问题
I have a database where I want to do several multiple regressions. They all look like this:
fit <- lm(Variable1 ~ Age + Speed + Gender + Mass, data=Data)
The only variable changing is variable1. Now I want to loop or use something from the apply family to loop several variables at the place of variable1. These variables are columns in my datafile. Can someone help me to solve this problem?
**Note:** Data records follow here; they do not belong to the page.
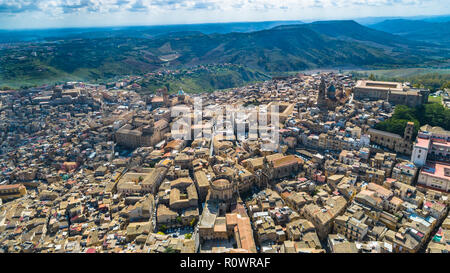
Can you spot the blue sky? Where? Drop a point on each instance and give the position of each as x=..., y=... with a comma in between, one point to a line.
x=85, y=13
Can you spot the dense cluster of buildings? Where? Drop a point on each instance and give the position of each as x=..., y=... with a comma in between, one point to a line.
x=91, y=168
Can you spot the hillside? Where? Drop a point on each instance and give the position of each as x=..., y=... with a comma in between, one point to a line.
x=202, y=78
x=283, y=48
x=148, y=32
x=436, y=32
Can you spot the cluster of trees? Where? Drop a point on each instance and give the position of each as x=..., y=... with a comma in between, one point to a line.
x=433, y=114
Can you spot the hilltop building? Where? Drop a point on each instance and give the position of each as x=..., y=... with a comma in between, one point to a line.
x=393, y=92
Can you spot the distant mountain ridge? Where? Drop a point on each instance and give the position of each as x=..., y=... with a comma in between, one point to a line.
x=12, y=36
x=278, y=49
x=436, y=32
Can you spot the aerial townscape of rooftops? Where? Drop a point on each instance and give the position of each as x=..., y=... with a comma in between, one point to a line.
x=88, y=168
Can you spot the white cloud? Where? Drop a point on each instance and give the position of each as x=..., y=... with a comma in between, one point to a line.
x=104, y=6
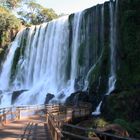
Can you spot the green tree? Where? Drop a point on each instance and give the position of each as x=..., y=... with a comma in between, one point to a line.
x=8, y=23
x=37, y=14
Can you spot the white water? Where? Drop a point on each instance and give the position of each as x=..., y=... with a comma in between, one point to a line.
x=6, y=71
x=41, y=69
x=112, y=77
x=44, y=59
x=98, y=110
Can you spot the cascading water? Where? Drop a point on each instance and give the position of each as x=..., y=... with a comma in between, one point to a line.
x=112, y=78
x=6, y=71
x=58, y=57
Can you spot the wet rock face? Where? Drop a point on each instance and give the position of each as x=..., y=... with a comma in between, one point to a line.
x=49, y=96
x=77, y=97
x=16, y=94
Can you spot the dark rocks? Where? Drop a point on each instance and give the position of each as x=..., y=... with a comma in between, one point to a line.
x=77, y=97
x=16, y=94
x=49, y=96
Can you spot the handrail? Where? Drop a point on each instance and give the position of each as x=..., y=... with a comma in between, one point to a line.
x=58, y=117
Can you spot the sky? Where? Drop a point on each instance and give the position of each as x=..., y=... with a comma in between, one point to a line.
x=69, y=6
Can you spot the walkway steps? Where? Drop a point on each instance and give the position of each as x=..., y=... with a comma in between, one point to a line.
x=25, y=129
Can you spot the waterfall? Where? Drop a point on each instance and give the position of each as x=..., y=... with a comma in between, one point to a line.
x=59, y=57
x=113, y=36
x=112, y=76
x=6, y=71
x=75, y=49
x=98, y=108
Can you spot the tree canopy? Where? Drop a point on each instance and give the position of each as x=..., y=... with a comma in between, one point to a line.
x=8, y=22
x=37, y=14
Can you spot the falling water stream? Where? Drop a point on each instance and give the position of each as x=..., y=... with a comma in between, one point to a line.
x=53, y=56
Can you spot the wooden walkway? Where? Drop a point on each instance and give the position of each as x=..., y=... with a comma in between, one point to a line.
x=48, y=122
x=34, y=128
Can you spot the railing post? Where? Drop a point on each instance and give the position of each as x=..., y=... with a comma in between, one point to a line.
x=47, y=115
x=4, y=116
x=18, y=114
Many thanks!
what I tried so far:
When I extract one of the column names with the names() function I do get a the name of the column:
varname = as.name(names(Data[14]))
But when I fill this in (and I used the attach()
function):
fit <- lm(Varname ~ Age + Speed + Gender + Mass, data=Data)
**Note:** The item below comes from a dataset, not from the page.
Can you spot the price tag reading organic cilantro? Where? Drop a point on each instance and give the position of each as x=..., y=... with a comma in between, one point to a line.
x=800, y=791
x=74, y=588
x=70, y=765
I get the following error:
Error in model.frame.default(formula = Varname ~ Age + Speed + Gender + : object is not a matrix
I suppose that the lm() function does not recognize Varname as Variable1.
回答1:
You can use lapply
to loop over your variables.
fit <- lapply(Data[,c(...)], function(x) lm(x ~ Age + Speed + Gender + Mass, data = Data))
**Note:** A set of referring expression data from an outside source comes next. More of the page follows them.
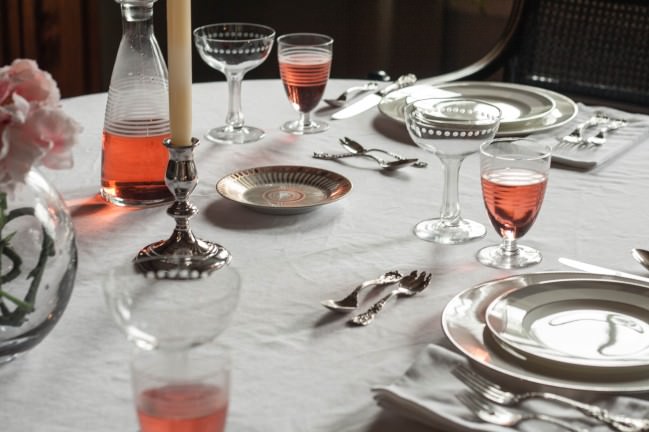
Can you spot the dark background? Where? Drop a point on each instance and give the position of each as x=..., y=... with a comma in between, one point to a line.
x=77, y=40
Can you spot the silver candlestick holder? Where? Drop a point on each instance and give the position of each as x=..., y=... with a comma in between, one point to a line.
x=181, y=178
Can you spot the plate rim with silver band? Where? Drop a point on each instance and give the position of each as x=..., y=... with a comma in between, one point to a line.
x=304, y=176
x=565, y=109
x=463, y=323
x=518, y=319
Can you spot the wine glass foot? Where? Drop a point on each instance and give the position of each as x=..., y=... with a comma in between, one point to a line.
x=439, y=231
x=494, y=256
x=296, y=128
x=230, y=135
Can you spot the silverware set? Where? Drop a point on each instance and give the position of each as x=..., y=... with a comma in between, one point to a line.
x=487, y=393
x=355, y=149
x=409, y=285
x=581, y=138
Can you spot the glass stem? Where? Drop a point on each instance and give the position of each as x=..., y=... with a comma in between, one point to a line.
x=234, y=119
x=450, y=212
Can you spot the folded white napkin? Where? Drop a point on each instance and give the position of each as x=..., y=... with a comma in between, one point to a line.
x=618, y=141
x=426, y=393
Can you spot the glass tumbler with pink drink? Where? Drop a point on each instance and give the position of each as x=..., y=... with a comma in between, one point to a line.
x=173, y=308
x=181, y=391
x=304, y=66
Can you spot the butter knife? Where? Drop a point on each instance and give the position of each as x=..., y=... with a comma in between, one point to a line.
x=591, y=268
x=373, y=99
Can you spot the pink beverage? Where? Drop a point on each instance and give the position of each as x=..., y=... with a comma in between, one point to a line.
x=183, y=408
x=513, y=199
x=305, y=76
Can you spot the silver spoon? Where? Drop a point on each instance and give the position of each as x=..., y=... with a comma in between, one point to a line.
x=406, y=288
x=355, y=147
x=351, y=301
x=390, y=166
x=347, y=94
x=642, y=256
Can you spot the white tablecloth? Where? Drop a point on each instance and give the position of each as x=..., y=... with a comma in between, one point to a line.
x=298, y=367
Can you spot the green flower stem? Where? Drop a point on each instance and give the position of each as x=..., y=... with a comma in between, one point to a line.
x=25, y=306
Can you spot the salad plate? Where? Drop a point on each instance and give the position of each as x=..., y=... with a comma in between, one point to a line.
x=594, y=325
x=463, y=322
x=526, y=109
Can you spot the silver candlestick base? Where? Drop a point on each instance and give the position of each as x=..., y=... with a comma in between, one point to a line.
x=181, y=179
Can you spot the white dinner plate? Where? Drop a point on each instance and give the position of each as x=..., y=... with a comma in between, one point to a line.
x=594, y=325
x=527, y=109
x=285, y=189
x=463, y=322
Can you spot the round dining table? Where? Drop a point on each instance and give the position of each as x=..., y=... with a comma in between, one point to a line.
x=296, y=366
This gives you a list of your results.
The c(...)
should contain your variable names as strings. Alternatively, you can choose the variables by their position in Data
, like Data[,1:5]
.
回答2:
The problem in your case is that the formula in the lm
function attempts to read the literal names of columns in the data
or feed the whole vector into the regression. Therefore, to use the column name, you need to tell the formula to interpret the value of the variable varnames
and incorporate it with the other variables.
# generate some data
set.seed(123)
Data <- data.frame(x = rnorm(30), y = rnorm(30),
Age = sample(0:90, 30), Speed = rnorm(30, 60, 10),
Gender = sample(c("W", "M"), 30, rep=T), Mass = rnorm(30))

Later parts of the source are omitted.